Chang Guides Lightweights

P.F. Chang's
Robert L. Ruffins

Senior coxswain Angela Chang plays an important role on men’s lightweight crew, competing on a team that won Eastern Sprints last year.

Senior Angela Chang did not arrive at Harvard looking to be a coxswain. Instead, she started out playing lacrosse, a sport in which she earned honors throughout high school. But, looking for a change, she decided to switch to a completely different sport: rowing.

And she does it for the men’s team.

“At the beginning, a couple of my friends [on the team] were the ones who suggested that I should try it out,” Chang explained. “It was kind of terrifying ... But it was a huge thrill being on the water.”

Senior Collin Rees has been with Chang from the start. Racing with her in the 2F and the 3V their freshman and sophomore years, he has seen the evolution of her skills as she refined her talents.

“You could already see many of the things that make her such a great coxswain today,” Rees said. “She really gets to know you, then during a race motivates you individually, rather than just as a boat as a whole.”


So far this year, Chang has had an enormous impact upon the program. At the Princeton Chase last weekend, Chang led her Varsity Eight boat to a win, finishing the three-mile course in 13:15:44. At the Head of the Charles, Chang coxed the runner-up boat for the Crimson.

“We’ve had an exciting start with the fall season,” Chang said. “Head of the Charles was amazing. Going into Princeton Chase, we wanted the double win—that was our goal. We went there and were able to execute, even though it wasn’t the smoothest race.”

Among the lightweight men’s team, Chang is known to be one thing in particular: a competitor.

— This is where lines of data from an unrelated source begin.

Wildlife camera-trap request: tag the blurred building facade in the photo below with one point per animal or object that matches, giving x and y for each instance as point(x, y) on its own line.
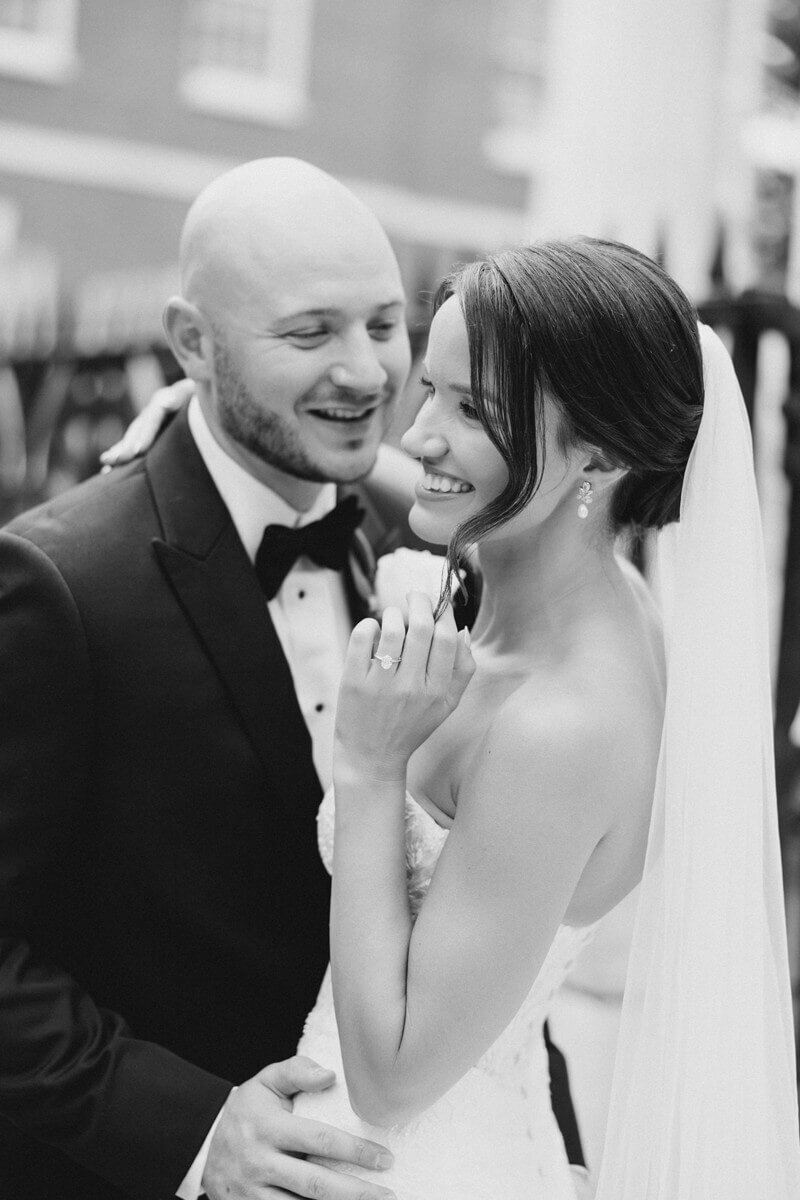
point(114, 115)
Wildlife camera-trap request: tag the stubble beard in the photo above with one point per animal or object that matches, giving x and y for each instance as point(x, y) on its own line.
point(265, 433)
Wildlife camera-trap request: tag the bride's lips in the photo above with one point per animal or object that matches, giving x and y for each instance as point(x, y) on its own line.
point(439, 485)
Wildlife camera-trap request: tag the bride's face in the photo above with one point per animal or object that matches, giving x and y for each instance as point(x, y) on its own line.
point(462, 468)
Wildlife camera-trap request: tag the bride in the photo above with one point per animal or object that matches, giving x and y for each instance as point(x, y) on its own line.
point(494, 801)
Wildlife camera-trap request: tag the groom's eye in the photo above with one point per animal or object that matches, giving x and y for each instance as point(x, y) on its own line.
point(307, 336)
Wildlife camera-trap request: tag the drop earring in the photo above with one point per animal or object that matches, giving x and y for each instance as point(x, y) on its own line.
point(585, 496)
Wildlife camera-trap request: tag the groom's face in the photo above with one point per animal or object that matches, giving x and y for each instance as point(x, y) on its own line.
point(310, 355)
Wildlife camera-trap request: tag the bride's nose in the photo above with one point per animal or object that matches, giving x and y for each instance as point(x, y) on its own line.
point(422, 439)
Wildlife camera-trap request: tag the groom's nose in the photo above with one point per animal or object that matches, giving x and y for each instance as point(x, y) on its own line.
point(359, 367)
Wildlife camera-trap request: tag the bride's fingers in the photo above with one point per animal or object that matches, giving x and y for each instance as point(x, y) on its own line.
point(144, 427)
point(463, 669)
point(361, 647)
point(389, 651)
point(419, 635)
point(441, 655)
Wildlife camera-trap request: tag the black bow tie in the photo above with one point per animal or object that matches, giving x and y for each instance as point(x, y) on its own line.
point(326, 543)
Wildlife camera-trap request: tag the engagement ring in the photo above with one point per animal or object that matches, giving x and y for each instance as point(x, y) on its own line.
point(386, 660)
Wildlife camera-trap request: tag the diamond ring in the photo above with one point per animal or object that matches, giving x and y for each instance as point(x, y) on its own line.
point(386, 660)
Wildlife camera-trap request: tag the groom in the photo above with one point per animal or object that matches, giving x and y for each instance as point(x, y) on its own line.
point(166, 719)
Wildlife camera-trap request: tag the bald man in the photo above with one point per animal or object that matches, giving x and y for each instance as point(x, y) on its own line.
point(166, 721)
point(167, 685)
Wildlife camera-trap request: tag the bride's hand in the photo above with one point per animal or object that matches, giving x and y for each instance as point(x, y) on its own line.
point(384, 713)
point(143, 430)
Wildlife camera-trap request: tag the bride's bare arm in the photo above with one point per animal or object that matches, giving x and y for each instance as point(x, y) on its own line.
point(419, 1003)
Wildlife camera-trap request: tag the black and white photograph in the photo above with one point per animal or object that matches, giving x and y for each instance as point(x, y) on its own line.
point(400, 599)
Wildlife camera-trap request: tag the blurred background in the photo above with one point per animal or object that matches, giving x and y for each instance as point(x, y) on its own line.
point(465, 125)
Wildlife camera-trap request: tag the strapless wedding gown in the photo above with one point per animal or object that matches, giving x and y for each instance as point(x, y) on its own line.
point(493, 1135)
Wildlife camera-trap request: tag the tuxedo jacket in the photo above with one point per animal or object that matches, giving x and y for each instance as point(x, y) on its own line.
point(163, 909)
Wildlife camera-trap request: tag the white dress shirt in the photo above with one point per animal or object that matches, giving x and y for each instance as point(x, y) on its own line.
point(311, 619)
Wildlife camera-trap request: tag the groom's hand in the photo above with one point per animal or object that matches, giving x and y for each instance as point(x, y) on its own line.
point(256, 1146)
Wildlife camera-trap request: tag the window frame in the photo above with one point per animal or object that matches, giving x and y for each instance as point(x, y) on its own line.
point(278, 96)
point(48, 54)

Despite starting crew later in life than other coxswains, Chang worked her way quickly to the top. After walking onto the team her freshman spring, she became the coxswain for the 1V her junior year—an almost unheard of feat.

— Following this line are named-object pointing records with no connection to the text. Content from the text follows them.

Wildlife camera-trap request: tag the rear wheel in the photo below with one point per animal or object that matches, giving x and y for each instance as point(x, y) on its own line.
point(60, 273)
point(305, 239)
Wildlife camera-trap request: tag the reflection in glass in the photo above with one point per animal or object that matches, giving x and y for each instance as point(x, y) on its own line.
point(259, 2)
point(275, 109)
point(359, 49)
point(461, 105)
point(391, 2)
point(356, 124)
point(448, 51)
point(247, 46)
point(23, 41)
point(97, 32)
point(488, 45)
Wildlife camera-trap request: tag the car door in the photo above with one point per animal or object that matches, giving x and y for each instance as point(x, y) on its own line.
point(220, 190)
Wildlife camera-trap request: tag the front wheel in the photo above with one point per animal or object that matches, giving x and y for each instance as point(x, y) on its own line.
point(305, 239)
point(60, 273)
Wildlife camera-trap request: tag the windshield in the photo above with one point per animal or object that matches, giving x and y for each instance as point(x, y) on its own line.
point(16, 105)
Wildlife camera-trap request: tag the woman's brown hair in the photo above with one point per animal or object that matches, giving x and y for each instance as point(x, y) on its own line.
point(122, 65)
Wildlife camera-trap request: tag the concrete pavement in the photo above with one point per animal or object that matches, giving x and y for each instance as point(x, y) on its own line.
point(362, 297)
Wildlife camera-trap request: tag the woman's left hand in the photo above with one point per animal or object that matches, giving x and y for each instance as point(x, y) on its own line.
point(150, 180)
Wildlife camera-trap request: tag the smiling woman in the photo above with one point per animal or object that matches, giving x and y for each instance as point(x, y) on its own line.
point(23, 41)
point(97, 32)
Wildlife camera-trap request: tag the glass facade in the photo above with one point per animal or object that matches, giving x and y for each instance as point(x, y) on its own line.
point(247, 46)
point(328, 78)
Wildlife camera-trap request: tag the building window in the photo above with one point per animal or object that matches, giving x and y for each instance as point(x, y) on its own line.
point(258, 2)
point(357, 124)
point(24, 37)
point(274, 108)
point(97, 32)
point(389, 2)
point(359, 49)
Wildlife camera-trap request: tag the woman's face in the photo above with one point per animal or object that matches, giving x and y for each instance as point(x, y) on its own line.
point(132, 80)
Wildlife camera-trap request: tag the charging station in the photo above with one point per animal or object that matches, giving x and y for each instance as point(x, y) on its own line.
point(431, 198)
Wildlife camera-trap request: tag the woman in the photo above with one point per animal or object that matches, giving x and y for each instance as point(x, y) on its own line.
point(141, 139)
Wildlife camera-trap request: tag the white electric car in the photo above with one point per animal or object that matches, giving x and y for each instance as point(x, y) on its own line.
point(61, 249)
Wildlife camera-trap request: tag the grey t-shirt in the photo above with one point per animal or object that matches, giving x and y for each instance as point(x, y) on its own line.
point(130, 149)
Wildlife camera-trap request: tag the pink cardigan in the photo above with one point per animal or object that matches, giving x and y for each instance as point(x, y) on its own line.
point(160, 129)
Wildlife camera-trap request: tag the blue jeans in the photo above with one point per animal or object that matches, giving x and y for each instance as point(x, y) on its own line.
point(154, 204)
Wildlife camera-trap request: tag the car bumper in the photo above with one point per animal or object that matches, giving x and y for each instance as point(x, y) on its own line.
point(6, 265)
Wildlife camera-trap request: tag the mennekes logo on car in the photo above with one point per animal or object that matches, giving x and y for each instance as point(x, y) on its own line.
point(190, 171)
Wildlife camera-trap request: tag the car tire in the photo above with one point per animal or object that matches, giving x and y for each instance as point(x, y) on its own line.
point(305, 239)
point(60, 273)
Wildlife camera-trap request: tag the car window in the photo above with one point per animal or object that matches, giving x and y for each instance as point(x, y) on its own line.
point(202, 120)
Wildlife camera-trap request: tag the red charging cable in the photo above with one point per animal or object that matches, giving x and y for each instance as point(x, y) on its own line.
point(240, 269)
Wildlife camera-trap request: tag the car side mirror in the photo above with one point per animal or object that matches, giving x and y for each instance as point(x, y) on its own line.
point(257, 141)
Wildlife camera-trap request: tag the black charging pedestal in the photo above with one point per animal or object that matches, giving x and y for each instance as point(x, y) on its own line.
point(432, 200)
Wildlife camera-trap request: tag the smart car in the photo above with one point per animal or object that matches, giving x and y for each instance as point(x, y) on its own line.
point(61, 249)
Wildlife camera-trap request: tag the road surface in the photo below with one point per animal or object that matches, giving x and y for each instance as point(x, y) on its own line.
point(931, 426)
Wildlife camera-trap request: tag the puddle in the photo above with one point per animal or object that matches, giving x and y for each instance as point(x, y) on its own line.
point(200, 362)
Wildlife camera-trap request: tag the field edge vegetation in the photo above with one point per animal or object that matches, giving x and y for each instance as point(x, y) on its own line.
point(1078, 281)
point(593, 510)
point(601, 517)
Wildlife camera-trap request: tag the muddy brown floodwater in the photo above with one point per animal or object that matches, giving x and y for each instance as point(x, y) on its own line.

“Junior year is where everything clasped,” captain Tom Nesel said. “It almost seemed like it came out of left field. She brought a whole lot of aggression and a lot of expertise to the field; she really stepped up her game.”

Despite switching sports, Change said she has been able to maintain the same mentality throughout.

“My mentality as a field player was just playing every inch every second to make my teammates look better,” Chang explained. “Knowing that the guys are giving that much and more, pushing their limits, and doing it for themselves, for each other, and for Harvard rowing, I know that I have to remain 100-percent focused.”

Freshman lightweight coach Linda Muri, who coached Chang during her first semester of crew, cited the importance of her previous athletic training in becoming the successful coxswain that she is today.

“From lacrosse, from being a competitive athlete, she knows that there are times when you are asked to do something that other people might consider to be a sacrifice,” Muri said. “She is what I consider a professional coxswain—she has the right attitude, works hard, wants to know what she can do to make the boat do better, and is in charge when she needs to be.”

Chang is the only female member of the men’s lightweight team, but it has never made a difference to her or to her teammates.

“She’s absolutely just one of the guys,” Rees said. “We don’t even think twice about it. She’s as much of a competitor as any one of us, if not more.”